Save The Children have brought out a document which promotes breastmilk as a superfood, specifically colostrum. Colostrum is bloody marvellous stuff. “The most potent immune system booster known to science”. Of course it is – it comes out of a woman (feminist hippy, get back in your cage!) They have estimated that 830,000 infant deaths could be avoided if they are breastfed in the first hour of life. No pressure then. (Remember, they’re mainly talking about impoverished countries.)
I fear that with the overstretched maternity wards, funding cuts and other genius decisions that our government continues to make, this will not help breastfeeding statistics. There will just be more women, like me in the above photo, left to their own devices, struggling and being left to feel like they’ve failed if it doesn’t work out.
So, I’d like to rectify the demons of this photo. There are three major issues that need addressing and you will see I have identified them by very cleverly numbering them one to three.
#1. Clearly unaware that the baby will go where I go, I decide to sit bolt upright like a Victorian school girl. There’s a pillow behind you, moron. Lay back and relax on it.
#2. Obviously building muscle tone is good practice for babies, but getting them to work out their external abdominal obliques whilst getting their first sip of super, immune boosting, universe saving boob juice is a bit excessive. And bloody uncomfortable. Turn her tummy in towards you and hold her close, for goodness sake.
#3. Again, the baby’s head is not fixed in space, only able to have a nipple inserted in one exact position. So why are you trying to post it in like an oversized envelope in a postbox? Hold baby close and help her reach up to the teat of tantalising goodness by supporting her feet and place her nose to nip nip. Then she can open her mouth, nice and wide, to gobble as much tit as possible. (I was going to attempt to script gobbling noises but perhaps that’s a step too far.)

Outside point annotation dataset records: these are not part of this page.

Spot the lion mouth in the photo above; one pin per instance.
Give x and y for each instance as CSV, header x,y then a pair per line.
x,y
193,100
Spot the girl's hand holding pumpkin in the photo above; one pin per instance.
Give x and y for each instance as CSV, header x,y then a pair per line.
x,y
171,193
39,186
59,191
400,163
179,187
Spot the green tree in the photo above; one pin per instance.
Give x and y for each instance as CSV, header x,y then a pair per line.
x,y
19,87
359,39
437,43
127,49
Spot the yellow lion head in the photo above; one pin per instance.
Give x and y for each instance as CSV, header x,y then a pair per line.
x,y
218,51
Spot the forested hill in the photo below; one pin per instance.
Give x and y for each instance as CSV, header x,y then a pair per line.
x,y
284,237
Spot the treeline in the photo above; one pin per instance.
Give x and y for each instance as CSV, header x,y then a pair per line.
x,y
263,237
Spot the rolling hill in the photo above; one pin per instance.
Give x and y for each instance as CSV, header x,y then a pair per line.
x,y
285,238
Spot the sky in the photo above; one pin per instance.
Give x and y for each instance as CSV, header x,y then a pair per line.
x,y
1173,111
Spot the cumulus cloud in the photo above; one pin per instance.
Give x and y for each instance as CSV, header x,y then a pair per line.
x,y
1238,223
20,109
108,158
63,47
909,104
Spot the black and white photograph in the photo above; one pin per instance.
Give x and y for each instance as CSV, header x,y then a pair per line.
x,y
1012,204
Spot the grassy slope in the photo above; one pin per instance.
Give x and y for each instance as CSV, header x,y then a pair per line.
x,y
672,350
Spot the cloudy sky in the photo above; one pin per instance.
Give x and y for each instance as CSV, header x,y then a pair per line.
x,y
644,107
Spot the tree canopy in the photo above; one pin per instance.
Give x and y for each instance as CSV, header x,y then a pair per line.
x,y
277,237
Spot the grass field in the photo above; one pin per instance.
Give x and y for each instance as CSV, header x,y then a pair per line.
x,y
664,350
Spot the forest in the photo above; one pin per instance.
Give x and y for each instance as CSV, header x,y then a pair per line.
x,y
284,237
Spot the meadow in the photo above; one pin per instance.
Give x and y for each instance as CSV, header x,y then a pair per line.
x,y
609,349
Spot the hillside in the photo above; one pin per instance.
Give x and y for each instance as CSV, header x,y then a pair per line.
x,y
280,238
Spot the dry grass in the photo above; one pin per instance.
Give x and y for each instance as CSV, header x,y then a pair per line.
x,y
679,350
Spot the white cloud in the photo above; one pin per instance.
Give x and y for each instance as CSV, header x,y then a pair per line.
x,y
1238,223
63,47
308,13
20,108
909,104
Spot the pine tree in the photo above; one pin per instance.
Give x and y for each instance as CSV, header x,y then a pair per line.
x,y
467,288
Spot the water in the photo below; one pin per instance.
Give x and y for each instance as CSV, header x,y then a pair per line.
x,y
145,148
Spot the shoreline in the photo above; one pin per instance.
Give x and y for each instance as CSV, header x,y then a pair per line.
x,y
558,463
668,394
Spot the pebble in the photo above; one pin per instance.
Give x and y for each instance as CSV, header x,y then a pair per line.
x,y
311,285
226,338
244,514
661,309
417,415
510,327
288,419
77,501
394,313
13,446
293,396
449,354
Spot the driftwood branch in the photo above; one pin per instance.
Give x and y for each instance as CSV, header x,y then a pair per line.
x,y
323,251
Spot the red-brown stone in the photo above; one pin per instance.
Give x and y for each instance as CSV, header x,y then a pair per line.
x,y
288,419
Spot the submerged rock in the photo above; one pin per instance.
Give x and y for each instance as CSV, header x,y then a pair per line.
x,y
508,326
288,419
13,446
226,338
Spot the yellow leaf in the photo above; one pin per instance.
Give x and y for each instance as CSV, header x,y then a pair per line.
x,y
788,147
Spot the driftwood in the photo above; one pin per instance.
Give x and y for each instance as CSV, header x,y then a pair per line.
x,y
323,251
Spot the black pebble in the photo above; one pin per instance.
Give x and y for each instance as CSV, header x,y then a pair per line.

So there you have it. That’s it. That’s all I needed to do to probably save myself from the weeks of agony from bleeding, cracked nipples that looked like they’d been attacked by squirrels.
Let me recap:
#1. Lay back and relax.
#2. Tummy to tummy and nose to nipple.
#3. Let the baby bob it’s head around manically to find the nipple itself.
If I could go back to the pre-motherhood, care-free, personally hygienic, shaven, alcohol-swilling, pooing-in-peace, me, I would probably say this. Go find your local breastfeeding support group before the belly alien arrives. Sit with Mums that are breastfeeding (studies suggest you’ll increase your chances of successfully breastfeeding if you’ve been in the company of lactating ladies within the previous 12 months). Talk to them about their experiences to aid in you in gaining more realistic expectations of infant feeding and bathe in the heady aromas of oxytocin. And whatever you do, when your abdomen dweller does arrive, don’t make them do stomach crunches with a 45 degree-angled neck.